Of course he would. Everything about today, every action today proved it. She reached out for him. He came closer and took her hand, furrowed eyebrows matching his frown.
She pushed the words out. “I know.”
“Didn’t you hear anything I said?” He tried to release her hand as he spoke, but she clung tighter.
“Yes. And it’s horrible. It’s all horrible.” She tugged his hand closer. “I wish it’d never happened—I wish you’d never been drafted—but Noah, you aren’t that guy anymore.” He opened his mouth to interrupt, but she held up her free palm. “The Noah I know isn’t a recent graduate of the Academy. He has honed self-control. He steps between liquidators and innocent people.” An image of John Henderson arguing with his son. “He stops non-liquidator bullies from terrorizing weaker people as well.

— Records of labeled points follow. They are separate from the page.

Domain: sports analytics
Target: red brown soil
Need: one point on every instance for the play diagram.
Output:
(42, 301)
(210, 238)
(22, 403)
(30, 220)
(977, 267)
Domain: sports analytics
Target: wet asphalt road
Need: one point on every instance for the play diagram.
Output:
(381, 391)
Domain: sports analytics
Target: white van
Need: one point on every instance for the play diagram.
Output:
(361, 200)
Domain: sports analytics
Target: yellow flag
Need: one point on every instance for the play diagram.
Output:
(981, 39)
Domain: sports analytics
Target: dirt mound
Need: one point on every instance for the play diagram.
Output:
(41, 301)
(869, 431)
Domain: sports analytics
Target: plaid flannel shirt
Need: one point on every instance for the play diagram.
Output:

“He has complete control even when that bully takes a swing at him. The Noah I care about, as he’s so often told me, knows how to pick his battles.”
He sank to the couch, his eyes closed. A shudder ran through him. His voice cracked. “He was just a kid. He needed help.”
She ran a hand through Noah’s hair. “So did you.” He tried to pull away, but she held firm. “Listen to me. You, Noah Seforé, have changed my life, for the better. And I don’t think I’m the only one.”
In the other room, a vidcom rang, and Noah sat up. “I have to get that one.”
She didn’t release him. “Okay?”
He sighed. “Okay.”
Noah walked into the kitchen. His official vidcom vibrated in a circle. The caller ID? Ryan Lutz. He picked it up and headed for the hall bathroom. “Hey, Ry.”
“Noah. I’m in your file.” Ryan’s voice held none of its usual exuberance.
Noah shut the bathroom door and turned on the fan. “What’d you find?”
“There are no scores. In your file. No academic grades. No athletic notes. No psych eval. Just the placement into Class One.”
Noah’s knees gave out.
Clicking noises echoed in the background. “I thought maybe a set of files had been corrupted. Maybe a problem to do with your testing group or something….” Ryan’s Adam’s apple bobbed. “Your file’s the only anomaly. Everyone else has a complete workup. What’s going on, Noah?”
His mouth was dry. The room seemed to spin. When had he breathed last? He sucked in a long breath. Exhaled. The floor and ceiling righted themselves.